With the applied research project “Conflicts in Volunteering as Potential for Democratic Learning Processes", the University of Applied Sciences Erfurt focuses on the experiences of volunteering civil society actors, such as NGO`s, associations, and loose networks with such conflicts. A qualitative analysis of about 60 interviews gave insight into the extent of local polarisation as well as the costs for the local society. Given the applied character of the project, we further seek for modes of supporting the local society in addressing conflicts and rebuilding cohesion. In cooperation with the Competence Centre for Local Conflict Counselling of the VFB Salzwedel, further work of the project focusses on micro-publics as sites of spontaneous deliberation and integration (Amin 2002, Valentine 2009).

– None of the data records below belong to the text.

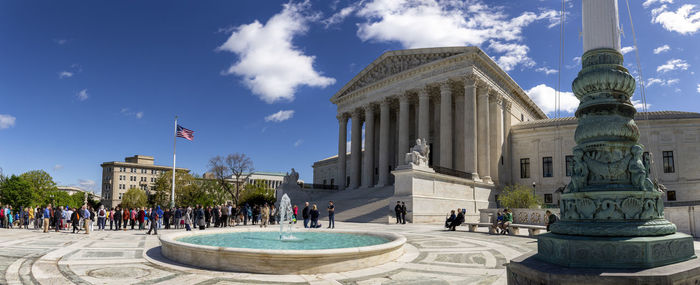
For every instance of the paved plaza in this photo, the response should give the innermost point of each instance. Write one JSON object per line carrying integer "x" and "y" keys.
{"x": 433, "y": 256}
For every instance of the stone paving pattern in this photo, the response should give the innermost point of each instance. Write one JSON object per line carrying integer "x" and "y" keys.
{"x": 433, "y": 256}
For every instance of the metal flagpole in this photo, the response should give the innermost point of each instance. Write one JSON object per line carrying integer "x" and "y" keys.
{"x": 172, "y": 194}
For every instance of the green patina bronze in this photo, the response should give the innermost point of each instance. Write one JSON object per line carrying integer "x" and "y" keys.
{"x": 612, "y": 213}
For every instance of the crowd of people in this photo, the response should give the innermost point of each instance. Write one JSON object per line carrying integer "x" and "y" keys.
{"x": 84, "y": 219}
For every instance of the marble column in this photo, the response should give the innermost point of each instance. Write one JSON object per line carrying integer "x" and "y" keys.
{"x": 384, "y": 122}
{"x": 495, "y": 134}
{"x": 445, "y": 125}
{"x": 507, "y": 152}
{"x": 356, "y": 150}
{"x": 342, "y": 150}
{"x": 483, "y": 144}
{"x": 423, "y": 114}
{"x": 470, "y": 134}
{"x": 403, "y": 127}
{"x": 368, "y": 161}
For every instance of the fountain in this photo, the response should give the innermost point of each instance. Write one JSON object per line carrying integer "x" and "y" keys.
{"x": 286, "y": 215}
{"x": 313, "y": 251}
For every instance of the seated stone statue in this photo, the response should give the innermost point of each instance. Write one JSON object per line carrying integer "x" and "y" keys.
{"x": 419, "y": 154}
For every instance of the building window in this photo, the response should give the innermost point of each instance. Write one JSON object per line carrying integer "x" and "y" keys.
{"x": 524, "y": 168}
{"x": 569, "y": 164}
{"x": 547, "y": 166}
{"x": 668, "y": 162}
{"x": 671, "y": 195}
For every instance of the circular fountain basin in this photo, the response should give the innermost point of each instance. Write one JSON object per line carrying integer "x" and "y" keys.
{"x": 261, "y": 251}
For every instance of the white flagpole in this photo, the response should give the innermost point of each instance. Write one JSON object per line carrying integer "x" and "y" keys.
{"x": 172, "y": 194}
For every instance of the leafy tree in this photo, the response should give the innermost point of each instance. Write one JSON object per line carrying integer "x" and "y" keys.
{"x": 519, "y": 196}
{"x": 42, "y": 185}
{"x": 16, "y": 192}
{"x": 258, "y": 193}
{"x": 134, "y": 198}
{"x": 237, "y": 166}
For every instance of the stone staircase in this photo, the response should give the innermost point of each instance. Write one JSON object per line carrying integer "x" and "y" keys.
{"x": 366, "y": 205}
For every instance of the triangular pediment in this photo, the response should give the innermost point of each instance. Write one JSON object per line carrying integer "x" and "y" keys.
{"x": 395, "y": 62}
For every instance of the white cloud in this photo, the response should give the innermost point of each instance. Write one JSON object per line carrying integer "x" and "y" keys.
{"x": 271, "y": 66}
{"x": 661, "y": 82}
{"x": 544, "y": 95}
{"x": 663, "y": 48}
{"x": 546, "y": 70}
{"x": 87, "y": 184}
{"x": 127, "y": 112}
{"x": 639, "y": 106}
{"x": 82, "y": 95}
{"x": 648, "y": 3}
{"x": 673, "y": 64}
{"x": 685, "y": 20}
{"x": 7, "y": 121}
{"x": 339, "y": 16}
{"x": 513, "y": 55}
{"x": 626, "y": 50}
{"x": 280, "y": 116}
{"x": 65, "y": 74}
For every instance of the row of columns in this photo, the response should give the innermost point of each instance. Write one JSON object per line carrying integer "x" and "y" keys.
{"x": 485, "y": 126}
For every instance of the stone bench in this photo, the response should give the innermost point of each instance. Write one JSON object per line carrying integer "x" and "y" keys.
{"x": 474, "y": 226}
{"x": 532, "y": 230}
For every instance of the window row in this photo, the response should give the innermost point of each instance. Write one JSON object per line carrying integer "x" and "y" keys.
{"x": 548, "y": 170}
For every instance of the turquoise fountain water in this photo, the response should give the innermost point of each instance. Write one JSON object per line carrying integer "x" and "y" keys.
{"x": 271, "y": 240}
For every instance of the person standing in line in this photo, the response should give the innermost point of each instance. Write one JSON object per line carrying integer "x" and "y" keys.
{"x": 126, "y": 216}
{"x": 296, "y": 213}
{"x": 47, "y": 217}
{"x": 265, "y": 216}
{"x": 75, "y": 220}
{"x": 188, "y": 219}
{"x": 86, "y": 219}
{"x": 101, "y": 217}
{"x": 153, "y": 217}
{"x": 397, "y": 211}
{"x": 117, "y": 219}
{"x": 305, "y": 214}
{"x": 314, "y": 217}
{"x": 57, "y": 218}
{"x": 331, "y": 215}
{"x": 403, "y": 212}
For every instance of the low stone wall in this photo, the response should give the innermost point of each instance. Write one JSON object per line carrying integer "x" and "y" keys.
{"x": 430, "y": 196}
{"x": 281, "y": 261}
{"x": 520, "y": 216}
{"x": 686, "y": 218}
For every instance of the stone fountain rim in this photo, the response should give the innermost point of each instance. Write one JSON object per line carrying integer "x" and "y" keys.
{"x": 395, "y": 241}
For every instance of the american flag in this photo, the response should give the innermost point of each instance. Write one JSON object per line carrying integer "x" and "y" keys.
{"x": 185, "y": 133}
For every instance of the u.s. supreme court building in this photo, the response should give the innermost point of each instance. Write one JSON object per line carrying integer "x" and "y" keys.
{"x": 484, "y": 132}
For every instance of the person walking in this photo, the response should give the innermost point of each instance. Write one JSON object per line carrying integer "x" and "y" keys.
{"x": 305, "y": 214}
{"x": 153, "y": 217}
{"x": 265, "y": 216}
{"x": 75, "y": 220}
{"x": 200, "y": 217}
{"x": 101, "y": 218}
{"x": 403, "y": 212}
{"x": 314, "y": 217}
{"x": 397, "y": 211}
{"x": 331, "y": 215}
{"x": 188, "y": 219}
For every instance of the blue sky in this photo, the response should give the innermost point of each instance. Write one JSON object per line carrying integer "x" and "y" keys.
{"x": 84, "y": 82}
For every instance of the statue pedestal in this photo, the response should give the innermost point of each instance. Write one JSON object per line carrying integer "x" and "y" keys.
{"x": 527, "y": 269}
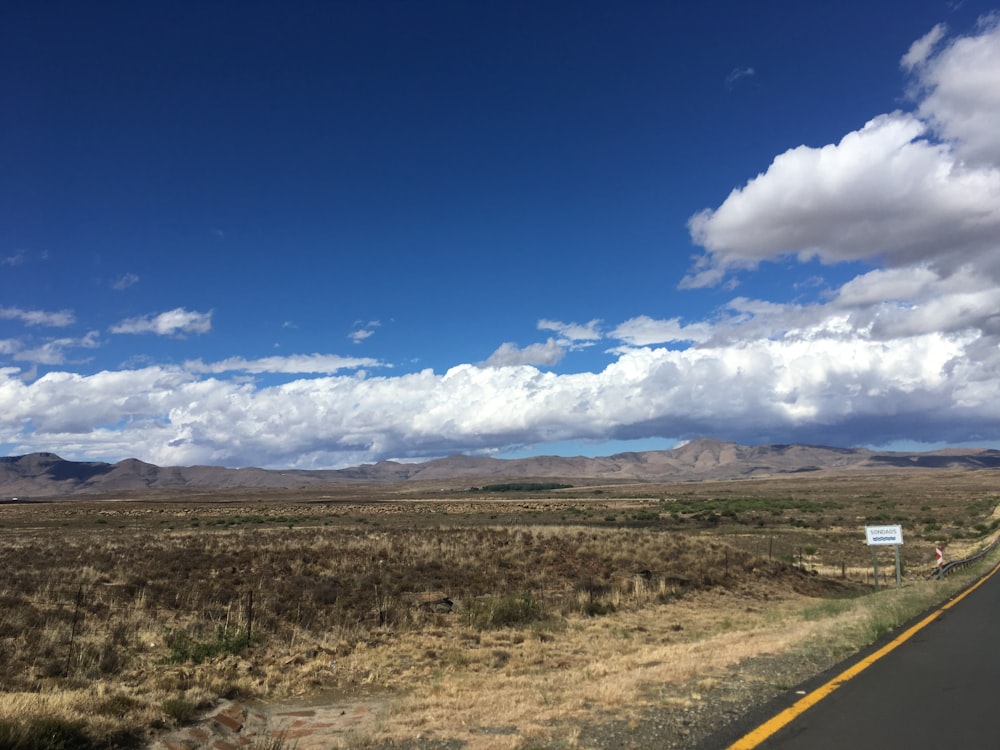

With the proposed paper, we analyse how such micro-publics, be that neighbourhood initiatives, grass roots movements, football clubs or informal roundtables, negotiate opposing political orientations. In addition to their core business, these micro-publics usually deal with social polarization, maintain the conversation and keep the group together. From our analysis we will show how this negotiation works, what conditions foster the cohesion of groups across social and political differences. Aspects will include legitimacy as space for integration, formal and informal rules, hierarchies, binding forces versus differences, and the role of different spaces for negotiations.